Let's normalize kindness not violence

  • 793
  • 0

Morality is one of the most important qualities that make humans different from animals. Without morals and ethics, we are no different to wild animals and humanity would rot away in violence and abhorrence. People often argue about how Mongolians are morally improving or regressing. The deal-breaker of the argument can be how people treat each other in everyday life and how people respond to each other’s behavior. 

A few days ago, a special episode of a talk show called “Urban Talk” was posted on the internet, featuring comedians, singers and social media influencers. It went viral as fashion model S.Erdenetsogt, publicly known as Eegii, talked recklessly talked about how he was arrested for a week and the reasons why many people end up in jail. He kept using explicit language while referring to women and children who became victims of violence. 

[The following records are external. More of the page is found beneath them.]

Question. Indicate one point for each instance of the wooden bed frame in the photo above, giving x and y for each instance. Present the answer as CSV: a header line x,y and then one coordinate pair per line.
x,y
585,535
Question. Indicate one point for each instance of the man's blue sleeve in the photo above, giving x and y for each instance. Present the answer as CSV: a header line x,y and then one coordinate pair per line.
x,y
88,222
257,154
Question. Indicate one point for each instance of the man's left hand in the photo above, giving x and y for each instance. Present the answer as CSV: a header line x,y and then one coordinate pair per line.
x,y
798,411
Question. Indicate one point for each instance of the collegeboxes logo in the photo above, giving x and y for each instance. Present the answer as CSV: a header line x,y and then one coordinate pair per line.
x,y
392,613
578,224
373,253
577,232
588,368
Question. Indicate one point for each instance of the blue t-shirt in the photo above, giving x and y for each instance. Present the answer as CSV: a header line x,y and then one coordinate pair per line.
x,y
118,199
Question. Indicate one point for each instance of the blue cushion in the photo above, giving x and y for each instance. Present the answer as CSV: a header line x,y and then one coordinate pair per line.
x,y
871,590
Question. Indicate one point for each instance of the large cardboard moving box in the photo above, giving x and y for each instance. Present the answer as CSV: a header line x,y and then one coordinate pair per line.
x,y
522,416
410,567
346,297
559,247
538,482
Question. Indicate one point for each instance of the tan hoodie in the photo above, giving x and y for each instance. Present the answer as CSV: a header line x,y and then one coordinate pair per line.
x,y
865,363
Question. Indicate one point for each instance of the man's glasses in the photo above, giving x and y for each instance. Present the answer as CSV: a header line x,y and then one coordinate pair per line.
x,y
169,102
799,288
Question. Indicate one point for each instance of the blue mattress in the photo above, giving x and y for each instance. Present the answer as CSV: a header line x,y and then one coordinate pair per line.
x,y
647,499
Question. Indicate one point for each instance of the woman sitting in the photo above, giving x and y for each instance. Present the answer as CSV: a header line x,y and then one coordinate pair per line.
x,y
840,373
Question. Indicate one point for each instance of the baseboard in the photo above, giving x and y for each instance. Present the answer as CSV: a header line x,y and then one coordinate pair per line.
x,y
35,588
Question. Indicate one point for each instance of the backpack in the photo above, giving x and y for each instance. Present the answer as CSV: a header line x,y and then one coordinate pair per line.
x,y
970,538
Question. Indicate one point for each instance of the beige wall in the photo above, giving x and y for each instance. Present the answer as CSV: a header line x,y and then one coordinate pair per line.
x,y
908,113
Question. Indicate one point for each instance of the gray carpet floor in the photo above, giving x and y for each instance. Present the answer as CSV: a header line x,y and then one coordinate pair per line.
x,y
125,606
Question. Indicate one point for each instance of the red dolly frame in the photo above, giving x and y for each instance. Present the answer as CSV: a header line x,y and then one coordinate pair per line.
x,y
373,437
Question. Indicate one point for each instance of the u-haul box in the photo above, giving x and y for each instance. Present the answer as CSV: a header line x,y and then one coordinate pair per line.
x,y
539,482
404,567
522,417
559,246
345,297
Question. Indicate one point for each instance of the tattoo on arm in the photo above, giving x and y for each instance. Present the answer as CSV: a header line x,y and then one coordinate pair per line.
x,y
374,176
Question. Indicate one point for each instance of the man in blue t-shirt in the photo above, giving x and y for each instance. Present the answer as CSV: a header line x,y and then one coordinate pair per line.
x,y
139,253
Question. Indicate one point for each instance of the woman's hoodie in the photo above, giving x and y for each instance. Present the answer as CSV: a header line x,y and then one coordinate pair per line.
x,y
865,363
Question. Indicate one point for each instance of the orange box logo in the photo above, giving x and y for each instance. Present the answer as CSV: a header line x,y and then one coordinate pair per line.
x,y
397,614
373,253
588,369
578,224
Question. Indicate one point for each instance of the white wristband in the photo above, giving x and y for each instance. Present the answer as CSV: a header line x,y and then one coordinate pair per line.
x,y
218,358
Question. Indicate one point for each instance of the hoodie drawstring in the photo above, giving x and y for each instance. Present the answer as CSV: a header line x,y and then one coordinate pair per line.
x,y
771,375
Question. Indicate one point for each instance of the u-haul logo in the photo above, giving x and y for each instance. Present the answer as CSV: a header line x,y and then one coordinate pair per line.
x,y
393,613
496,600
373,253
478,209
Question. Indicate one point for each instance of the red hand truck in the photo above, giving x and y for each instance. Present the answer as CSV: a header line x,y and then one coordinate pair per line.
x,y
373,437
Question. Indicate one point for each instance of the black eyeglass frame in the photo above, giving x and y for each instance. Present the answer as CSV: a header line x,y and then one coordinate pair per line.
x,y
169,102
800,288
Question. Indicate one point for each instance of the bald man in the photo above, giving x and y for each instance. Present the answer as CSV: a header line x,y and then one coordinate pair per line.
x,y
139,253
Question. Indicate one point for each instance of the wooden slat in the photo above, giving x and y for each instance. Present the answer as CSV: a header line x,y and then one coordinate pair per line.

According to him, he was jailed for a week in accordance with the Infringements Law due to “you know what happened”, referring to the social media scandal that arose after he beat his girlfriend. His girlfriend posted his photo on her Instagram, which depicted him passed out after drinking alcohol and abusing his girlfriend, with the chaotic scenes of broken furnitures. The Instagram post described him as violent, narcissist, alcoholic and drug abuser. Shortly after the post, the couple made a video post, defending S.Erdenetsogt’s actions. The girlfriend, seated next to S.Erdenetsogt, denied her own statement about how he abused her as if a certain amount of verbal and physical violence is a given in a romantic relationship. 

There are many examples of people who tried to intervene and stop domestic violence on the street getting convicted of a crime, accused by both the perpetrator and victim of domestic violence. Because of this kind of cases, people are now afraid to help others, especially women who are attacked on the street by their partners. The case of the fashion model and his girlfriend is a perfect example. The man abused his girlfriend. The public condemned him. But the victim turns around and defends her abuser. Legally, the correct thing to do is to report to the police about the incident, but morally, the violent action must be stopped immediately before one of them gets seriously hurt. 

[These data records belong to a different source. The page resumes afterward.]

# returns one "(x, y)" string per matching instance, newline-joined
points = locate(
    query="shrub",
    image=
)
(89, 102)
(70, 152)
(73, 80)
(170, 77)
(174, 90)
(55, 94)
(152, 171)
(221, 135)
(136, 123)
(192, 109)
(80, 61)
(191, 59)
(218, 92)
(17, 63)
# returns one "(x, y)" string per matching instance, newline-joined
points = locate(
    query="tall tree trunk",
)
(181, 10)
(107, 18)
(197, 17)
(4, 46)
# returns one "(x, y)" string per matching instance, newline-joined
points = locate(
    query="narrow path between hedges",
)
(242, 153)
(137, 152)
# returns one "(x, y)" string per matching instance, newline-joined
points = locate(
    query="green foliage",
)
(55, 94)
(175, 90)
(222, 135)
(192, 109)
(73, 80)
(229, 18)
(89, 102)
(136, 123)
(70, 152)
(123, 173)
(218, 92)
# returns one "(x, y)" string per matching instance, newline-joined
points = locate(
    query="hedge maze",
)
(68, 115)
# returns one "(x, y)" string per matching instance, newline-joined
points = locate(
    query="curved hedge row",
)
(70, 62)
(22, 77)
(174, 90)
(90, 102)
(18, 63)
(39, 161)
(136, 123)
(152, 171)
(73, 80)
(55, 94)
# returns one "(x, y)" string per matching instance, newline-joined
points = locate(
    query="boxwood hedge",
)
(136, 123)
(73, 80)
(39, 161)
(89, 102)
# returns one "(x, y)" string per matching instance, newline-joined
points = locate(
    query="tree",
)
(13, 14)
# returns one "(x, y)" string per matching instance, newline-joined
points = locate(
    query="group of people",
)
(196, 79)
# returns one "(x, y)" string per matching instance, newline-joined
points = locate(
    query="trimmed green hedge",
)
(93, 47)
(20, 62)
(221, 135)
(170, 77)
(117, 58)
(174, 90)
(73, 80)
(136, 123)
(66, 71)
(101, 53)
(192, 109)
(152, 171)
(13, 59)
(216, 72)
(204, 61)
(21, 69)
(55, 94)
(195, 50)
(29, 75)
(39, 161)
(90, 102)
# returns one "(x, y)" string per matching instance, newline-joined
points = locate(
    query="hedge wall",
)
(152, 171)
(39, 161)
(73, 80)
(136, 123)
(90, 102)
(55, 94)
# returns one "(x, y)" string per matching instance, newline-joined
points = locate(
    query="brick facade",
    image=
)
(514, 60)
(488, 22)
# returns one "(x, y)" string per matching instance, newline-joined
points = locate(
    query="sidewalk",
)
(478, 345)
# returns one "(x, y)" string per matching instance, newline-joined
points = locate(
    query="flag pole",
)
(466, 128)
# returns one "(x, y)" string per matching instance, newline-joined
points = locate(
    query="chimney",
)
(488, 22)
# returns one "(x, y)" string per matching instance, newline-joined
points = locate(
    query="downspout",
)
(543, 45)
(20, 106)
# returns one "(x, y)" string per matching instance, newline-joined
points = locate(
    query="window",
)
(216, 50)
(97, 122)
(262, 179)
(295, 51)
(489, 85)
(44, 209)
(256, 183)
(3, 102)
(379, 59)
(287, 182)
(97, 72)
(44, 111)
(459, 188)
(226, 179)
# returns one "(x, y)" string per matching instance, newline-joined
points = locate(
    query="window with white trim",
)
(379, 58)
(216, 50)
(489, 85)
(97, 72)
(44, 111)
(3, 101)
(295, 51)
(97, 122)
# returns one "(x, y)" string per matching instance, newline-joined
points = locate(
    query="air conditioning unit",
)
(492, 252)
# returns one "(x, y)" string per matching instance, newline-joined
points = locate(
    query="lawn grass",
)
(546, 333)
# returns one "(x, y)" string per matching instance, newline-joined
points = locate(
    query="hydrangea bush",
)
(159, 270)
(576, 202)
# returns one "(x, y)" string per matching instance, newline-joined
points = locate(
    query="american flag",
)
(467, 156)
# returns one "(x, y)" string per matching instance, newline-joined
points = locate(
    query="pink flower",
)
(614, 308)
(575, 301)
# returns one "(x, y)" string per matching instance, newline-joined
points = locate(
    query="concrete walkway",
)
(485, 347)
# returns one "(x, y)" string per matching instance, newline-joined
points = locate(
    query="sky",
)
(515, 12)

During the talk show, people besides S.Erdenetsogt, well-known comedians and rappers were supporting his tone, as if violence, crime and moral degradation ought to be tolerated. You can view the talk show itself lightly, as it wasn’t made to be taken seriously. However, the idea behind it -- normalizing violence -- is a serious moral issue in today’s society, not to mention the misogynistic content expressed and perpetuated. 

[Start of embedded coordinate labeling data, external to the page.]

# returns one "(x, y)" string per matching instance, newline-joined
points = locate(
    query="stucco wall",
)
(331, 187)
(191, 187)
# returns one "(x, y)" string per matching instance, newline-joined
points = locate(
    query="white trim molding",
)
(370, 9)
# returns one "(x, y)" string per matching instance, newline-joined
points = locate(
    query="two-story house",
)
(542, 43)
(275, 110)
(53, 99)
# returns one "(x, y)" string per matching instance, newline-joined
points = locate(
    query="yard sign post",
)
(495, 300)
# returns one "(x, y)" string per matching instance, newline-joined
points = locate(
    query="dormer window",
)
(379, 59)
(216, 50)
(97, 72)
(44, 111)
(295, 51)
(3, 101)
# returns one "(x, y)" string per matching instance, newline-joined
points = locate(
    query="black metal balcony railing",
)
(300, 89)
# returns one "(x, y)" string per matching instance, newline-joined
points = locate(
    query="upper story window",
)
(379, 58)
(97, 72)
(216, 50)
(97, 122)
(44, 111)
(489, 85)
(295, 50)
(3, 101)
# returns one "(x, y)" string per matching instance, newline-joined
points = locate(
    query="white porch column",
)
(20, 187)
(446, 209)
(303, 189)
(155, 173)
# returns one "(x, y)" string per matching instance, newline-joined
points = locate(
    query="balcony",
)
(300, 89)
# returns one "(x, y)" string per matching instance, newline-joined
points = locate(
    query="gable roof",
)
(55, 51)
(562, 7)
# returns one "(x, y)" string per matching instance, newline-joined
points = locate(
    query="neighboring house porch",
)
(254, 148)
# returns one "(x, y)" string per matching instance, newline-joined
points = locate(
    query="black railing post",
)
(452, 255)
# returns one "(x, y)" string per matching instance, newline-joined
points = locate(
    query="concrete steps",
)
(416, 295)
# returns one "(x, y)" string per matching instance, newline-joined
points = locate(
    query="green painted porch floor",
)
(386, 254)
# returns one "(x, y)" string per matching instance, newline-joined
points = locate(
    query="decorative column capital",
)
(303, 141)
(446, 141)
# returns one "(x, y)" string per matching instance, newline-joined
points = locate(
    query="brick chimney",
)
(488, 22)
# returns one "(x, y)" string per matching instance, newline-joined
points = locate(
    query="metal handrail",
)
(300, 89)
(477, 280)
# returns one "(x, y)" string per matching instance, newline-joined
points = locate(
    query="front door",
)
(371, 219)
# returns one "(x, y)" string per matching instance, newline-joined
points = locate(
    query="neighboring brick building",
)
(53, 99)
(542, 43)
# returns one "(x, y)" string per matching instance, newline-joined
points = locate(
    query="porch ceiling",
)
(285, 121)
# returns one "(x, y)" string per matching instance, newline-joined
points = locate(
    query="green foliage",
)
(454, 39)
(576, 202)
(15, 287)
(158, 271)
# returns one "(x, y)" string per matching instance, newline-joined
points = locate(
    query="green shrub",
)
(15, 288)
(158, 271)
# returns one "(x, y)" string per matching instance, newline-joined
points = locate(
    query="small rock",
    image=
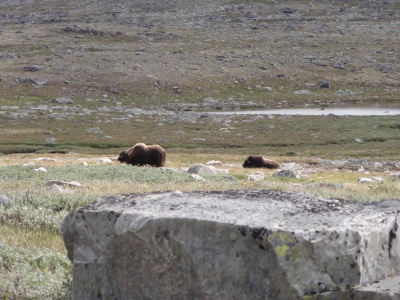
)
(105, 160)
(45, 159)
(323, 84)
(33, 68)
(202, 169)
(62, 100)
(288, 10)
(196, 177)
(95, 130)
(4, 200)
(214, 163)
(258, 176)
(290, 173)
(50, 141)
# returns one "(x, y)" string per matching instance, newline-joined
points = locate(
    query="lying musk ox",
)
(254, 161)
(140, 155)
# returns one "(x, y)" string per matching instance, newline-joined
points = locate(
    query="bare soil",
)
(158, 53)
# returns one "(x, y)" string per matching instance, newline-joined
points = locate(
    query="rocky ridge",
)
(57, 48)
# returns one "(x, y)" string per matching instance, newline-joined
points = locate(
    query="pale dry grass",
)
(26, 238)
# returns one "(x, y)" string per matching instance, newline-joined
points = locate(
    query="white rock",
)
(259, 176)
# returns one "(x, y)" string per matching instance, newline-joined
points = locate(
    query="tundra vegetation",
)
(78, 85)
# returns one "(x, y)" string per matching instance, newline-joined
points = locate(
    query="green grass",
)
(33, 263)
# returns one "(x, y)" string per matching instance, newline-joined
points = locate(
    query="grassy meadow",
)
(33, 261)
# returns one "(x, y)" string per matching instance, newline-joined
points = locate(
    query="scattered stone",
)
(369, 180)
(105, 160)
(258, 176)
(288, 10)
(202, 169)
(302, 92)
(290, 173)
(95, 130)
(50, 141)
(7, 55)
(318, 63)
(33, 68)
(45, 159)
(197, 177)
(4, 200)
(214, 163)
(323, 84)
(71, 184)
(62, 100)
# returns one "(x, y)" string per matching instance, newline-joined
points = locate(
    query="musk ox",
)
(140, 155)
(254, 161)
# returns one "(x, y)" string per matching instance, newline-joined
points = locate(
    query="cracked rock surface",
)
(232, 245)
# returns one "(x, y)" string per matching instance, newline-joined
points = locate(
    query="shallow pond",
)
(372, 110)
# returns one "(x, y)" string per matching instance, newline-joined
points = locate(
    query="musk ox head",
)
(123, 156)
(142, 155)
(254, 161)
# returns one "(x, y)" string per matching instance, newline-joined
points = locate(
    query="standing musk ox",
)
(254, 161)
(140, 155)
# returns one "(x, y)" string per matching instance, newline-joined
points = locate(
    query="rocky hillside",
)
(192, 49)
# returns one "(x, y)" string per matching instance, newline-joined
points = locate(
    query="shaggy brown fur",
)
(254, 161)
(140, 155)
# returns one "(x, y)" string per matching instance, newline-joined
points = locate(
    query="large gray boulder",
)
(232, 245)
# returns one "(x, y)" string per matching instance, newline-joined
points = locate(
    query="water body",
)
(375, 110)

The good thing is that the public didn’t take it lightly. People even started “canceling” the model along with the comedians who were supporting his talk, the talk show which invited him despite his bad reputation, and the product brands that sponsored the talk show. Punishing everyone remotely associated with a repugnant figure is a somewhat debatable issue. However, setting a good example for other entertainment content makers to consider whose message is to be propagated is important. One might argue that entertainment contents are a form of art and art is not to be filtered, especially on social media. However, if art is not to be filtered, the response to them shouldn’t be filtered either. Media that perpetuate degradation of moral values through influential figures is irresponsible and possibly harmful. Since the domestic violence is a serious issue, it ought not to be treated lightly and perpe- trators should not be given a platform to spread hatred and violence. On the brighter side, we can see that ostracism and cancel culture has taken root in Mongolian society.

Few years ago, actor T.Bilegjargal’s video footage of him assaulting his own mother was leaked and shocked the public. He was sentenced to two years and eight months due to drug abuse and assault. The public spoke, and he was “canceled”. According to recent news, he has less than six months left until release from prison. Experts and film lovers are sure that he won’t be cast in films anymore and it’s thanks to cancel culture. It’s not about what crimes he committed, but about preserving morality in media. Just like this case, Mongolia needs to keep canceling people who perpetuate hatred and violence to protect those who are vulnerable to their influence. 

These days, moral values of Mongolian people are being tested. This is proven by shockingly cruel crimes, conflicts in everyday life between strangers and how we react to news. 

A few years ago, a photo on social media received over 5,000 shares. On the photo, two men were helping a stranger push his broken car to the side of the road. People complimented the men and were writing comments that read, “The Mongolian people are so kind to each other. We are strong when united.” A month ago, news that a police officer helped a father whose child was in bad health to get to hospital quickly went “viral”. Even official websites and televisions were reporting about the incident, interviewing the police officer. The public was treating him like a national hero. But the fact that we are so surprised by an act of kindness and common decency, especially by an authority figure, speaks volumes about what we now come to expect from each other. Undoubtedly, what the police officer did was a good thing. But should it surprise us to the core to witness kindness that we brand them a hero. It should be “normal” to help each other and it’s a shame to say that we should normalize kindness, since it implies it’s not. Perhaps it’s an indication that we have hit rock bottom. 

Restoring moral values is not a job exclusive to the government or higher organizations. People are nurtured and taught by art and by the artists and influencers. It’s their responsibility to “step ahead of society and lead the people’s mindset,” in the words of arts philosophers.